Yolanda Paxe terá sido forçada a fazer trabalhos administrativos na Escola 5144, no Zango 0, antes do Ministério da Educação ter emitido uma circular que orienta a comparência dos professores nos seus locais de trabalho. A instituição só foi desinfestada 15 dias depois, por pressão do Sindicato
A professora realizou trabalhos no Instituto Politécnico de Administração e Serviços até ao dia 24 de Julho, período em que terá entrado em contacto com membros da direcção e os demais funcionários. Segundo Zacarias Jeremias, membro da direcção do Sindicato de Professores e Trabalhadores do Ensino Não Universitário (SINPTENU), a docente viria a falecer três dias depois, isto é, no dia 27 do mesmo mês, diagnosticada com a Covid-19.
Fruto disso, a direcção do sindicato solicitou que fossem testados todos os professores e trabalhadores não docentes, contactos directos da vítima, sendo que os resultados deram todos negativos. De seguida, o SINPTENU solicitou que fossem parados todos os trabalhos na referida instituição e se fizesse uma desinfestação, o que apenas veio a acontecer 15 dias depois. “Repare que a nossa colega morreu no dia 27 de Julho e a escola só foi desenfestada no dia 10 de Agosto.

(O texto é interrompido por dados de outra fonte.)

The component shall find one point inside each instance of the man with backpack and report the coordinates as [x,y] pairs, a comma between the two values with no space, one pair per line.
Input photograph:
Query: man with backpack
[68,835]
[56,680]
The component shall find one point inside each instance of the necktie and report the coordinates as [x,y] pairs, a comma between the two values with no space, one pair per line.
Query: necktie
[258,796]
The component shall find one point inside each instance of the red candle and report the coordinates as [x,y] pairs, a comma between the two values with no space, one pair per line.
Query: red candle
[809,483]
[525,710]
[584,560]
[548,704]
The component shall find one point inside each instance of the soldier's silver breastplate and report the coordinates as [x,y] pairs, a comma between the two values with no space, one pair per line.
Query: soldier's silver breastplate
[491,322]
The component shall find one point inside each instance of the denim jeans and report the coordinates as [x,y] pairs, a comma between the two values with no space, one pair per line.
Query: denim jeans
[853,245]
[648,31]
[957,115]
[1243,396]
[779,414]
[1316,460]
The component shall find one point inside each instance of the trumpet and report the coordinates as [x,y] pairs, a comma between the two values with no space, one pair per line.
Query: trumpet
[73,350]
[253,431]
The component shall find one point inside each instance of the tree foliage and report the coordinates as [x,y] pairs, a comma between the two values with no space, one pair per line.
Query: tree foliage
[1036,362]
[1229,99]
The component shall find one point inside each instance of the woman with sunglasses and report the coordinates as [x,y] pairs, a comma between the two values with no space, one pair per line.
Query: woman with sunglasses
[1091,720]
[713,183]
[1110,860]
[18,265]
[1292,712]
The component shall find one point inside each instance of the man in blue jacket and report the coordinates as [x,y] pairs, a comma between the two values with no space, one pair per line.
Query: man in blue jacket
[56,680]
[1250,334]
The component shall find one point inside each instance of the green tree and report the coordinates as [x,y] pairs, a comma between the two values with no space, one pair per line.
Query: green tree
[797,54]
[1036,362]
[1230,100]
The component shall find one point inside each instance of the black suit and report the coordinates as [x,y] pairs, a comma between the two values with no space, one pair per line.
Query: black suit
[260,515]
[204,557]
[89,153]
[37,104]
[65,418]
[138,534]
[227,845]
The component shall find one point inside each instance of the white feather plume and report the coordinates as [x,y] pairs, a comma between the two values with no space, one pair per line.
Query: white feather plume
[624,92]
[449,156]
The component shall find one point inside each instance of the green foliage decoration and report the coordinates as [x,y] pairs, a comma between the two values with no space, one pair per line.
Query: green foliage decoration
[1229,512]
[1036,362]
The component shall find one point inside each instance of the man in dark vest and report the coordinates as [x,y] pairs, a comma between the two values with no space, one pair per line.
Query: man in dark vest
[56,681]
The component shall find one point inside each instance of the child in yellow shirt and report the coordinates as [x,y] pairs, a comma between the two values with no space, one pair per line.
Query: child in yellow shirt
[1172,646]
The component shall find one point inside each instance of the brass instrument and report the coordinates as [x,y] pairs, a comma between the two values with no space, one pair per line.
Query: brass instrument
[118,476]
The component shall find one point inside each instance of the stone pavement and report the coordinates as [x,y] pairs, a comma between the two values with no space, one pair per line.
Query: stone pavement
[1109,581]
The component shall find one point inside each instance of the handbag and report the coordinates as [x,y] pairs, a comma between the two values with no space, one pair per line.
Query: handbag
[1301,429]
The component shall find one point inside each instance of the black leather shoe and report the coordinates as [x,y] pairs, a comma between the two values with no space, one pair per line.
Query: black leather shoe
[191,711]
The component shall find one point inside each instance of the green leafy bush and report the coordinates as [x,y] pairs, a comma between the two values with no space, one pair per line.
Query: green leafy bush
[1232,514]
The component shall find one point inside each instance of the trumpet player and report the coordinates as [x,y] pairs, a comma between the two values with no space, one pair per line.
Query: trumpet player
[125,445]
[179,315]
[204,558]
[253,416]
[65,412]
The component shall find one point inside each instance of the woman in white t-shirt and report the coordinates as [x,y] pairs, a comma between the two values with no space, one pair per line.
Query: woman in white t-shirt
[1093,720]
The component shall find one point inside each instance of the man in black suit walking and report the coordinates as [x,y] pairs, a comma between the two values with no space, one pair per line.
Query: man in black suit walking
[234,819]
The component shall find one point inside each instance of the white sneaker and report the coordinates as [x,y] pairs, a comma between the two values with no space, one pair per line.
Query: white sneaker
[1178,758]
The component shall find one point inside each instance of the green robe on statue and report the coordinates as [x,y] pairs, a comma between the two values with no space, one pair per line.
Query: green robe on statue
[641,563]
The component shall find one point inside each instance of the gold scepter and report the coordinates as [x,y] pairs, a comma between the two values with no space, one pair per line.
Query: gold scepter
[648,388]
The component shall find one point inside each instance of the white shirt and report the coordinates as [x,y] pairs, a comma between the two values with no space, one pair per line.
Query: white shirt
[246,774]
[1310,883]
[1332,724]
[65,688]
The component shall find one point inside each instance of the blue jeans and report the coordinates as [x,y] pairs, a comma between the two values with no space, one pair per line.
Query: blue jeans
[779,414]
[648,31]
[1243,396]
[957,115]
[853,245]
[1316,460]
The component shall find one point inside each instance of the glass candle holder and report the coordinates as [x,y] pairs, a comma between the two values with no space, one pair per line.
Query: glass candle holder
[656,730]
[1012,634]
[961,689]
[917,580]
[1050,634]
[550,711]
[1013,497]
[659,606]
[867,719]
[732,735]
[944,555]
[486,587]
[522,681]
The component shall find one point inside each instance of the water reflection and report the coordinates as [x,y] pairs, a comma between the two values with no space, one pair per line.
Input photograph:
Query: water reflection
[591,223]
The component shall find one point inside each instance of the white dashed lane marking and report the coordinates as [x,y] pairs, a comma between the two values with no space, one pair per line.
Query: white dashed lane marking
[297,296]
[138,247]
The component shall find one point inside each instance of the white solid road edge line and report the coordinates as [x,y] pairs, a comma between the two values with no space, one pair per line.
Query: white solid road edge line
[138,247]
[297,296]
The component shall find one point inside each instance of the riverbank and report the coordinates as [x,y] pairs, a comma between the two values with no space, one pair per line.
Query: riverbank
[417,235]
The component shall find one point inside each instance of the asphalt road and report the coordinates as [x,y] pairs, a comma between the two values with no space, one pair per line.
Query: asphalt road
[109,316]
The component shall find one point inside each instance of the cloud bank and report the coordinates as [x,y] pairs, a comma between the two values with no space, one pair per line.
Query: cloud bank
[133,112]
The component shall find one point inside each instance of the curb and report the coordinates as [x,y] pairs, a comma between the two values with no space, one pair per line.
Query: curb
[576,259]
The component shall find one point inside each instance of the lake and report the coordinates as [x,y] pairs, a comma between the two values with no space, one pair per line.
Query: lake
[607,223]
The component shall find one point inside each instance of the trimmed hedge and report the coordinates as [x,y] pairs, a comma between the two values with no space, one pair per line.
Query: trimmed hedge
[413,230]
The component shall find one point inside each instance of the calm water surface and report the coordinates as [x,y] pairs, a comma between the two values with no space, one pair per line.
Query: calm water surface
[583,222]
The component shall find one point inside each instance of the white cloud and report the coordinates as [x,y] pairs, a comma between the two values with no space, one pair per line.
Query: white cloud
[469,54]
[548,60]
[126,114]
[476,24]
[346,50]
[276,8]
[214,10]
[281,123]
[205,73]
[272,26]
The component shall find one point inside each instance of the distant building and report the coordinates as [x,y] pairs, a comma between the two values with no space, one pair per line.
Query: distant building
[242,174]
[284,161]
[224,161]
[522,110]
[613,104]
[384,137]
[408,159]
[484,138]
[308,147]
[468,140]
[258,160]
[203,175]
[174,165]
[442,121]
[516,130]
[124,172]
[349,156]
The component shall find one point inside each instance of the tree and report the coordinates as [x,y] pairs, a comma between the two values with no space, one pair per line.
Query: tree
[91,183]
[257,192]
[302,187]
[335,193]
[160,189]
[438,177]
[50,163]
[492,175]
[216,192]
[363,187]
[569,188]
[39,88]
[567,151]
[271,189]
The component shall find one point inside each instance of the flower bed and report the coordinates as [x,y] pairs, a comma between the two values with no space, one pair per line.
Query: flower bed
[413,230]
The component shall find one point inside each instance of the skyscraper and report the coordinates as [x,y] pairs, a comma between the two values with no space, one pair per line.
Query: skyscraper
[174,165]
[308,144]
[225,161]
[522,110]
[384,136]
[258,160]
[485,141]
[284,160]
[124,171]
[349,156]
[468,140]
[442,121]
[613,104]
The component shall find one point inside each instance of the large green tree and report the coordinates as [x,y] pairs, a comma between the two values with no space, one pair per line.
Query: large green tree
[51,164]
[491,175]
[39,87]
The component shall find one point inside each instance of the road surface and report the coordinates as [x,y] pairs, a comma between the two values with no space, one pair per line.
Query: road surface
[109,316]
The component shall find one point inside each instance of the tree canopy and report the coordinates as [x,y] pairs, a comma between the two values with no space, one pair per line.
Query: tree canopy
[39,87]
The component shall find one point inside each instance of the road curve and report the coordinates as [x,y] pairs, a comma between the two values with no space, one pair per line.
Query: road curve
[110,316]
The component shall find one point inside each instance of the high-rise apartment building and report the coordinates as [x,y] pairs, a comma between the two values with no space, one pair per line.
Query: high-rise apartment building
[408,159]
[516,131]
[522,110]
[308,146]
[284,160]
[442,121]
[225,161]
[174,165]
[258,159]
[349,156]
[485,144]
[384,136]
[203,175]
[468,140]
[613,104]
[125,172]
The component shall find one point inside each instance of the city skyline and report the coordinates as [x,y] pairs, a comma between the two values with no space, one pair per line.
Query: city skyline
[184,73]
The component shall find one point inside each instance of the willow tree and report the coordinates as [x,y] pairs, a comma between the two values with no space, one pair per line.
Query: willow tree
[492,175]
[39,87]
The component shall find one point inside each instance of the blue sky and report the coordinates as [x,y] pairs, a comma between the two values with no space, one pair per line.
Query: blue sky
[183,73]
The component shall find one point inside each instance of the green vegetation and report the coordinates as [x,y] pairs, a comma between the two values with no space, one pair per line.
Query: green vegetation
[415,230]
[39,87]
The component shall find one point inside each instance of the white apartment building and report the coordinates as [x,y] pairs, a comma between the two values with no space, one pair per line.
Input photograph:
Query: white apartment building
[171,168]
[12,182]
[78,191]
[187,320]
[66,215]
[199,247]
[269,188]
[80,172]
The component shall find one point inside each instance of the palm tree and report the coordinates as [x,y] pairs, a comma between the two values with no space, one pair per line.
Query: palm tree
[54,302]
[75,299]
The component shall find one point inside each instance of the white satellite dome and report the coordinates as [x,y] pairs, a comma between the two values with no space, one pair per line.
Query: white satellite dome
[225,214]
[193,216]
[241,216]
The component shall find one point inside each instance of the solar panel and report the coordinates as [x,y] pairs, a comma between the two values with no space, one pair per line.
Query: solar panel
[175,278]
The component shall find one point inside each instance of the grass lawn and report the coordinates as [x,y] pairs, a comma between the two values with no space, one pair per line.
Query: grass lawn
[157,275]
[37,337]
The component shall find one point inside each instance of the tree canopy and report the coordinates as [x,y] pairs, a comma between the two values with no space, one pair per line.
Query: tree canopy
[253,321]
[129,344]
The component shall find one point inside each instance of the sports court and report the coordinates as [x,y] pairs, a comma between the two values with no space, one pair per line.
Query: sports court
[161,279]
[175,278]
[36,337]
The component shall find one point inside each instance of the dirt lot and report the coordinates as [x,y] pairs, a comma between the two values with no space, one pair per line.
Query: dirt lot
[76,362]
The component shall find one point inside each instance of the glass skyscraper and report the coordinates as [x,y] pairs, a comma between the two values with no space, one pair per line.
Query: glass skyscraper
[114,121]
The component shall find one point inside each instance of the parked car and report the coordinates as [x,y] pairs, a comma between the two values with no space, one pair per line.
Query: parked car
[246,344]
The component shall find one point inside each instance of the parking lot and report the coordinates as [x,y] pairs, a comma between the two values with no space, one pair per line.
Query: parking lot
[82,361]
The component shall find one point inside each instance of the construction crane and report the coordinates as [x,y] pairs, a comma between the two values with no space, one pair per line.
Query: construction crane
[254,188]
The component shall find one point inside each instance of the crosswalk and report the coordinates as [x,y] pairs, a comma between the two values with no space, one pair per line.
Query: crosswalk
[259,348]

Enquanto isso, alguns colegas foram aparecendo para cumprir a circular do Ministério”, disse. O sindicalista questiona as motivações que levaram a direcção do referido instituto a convocar a professora para fazer trabalhos administrativos, numa altura em que ainda não tinha sido exarada a directiva ministerial que orienta os professores a comparecerem nas escolas. “O que levou a direcção a obrigar a professora a ir trabalhar se não havia nenhuma orientação… Não se sabe onde ela apanhou a Covid, mas poderia contaminar outros colegas”.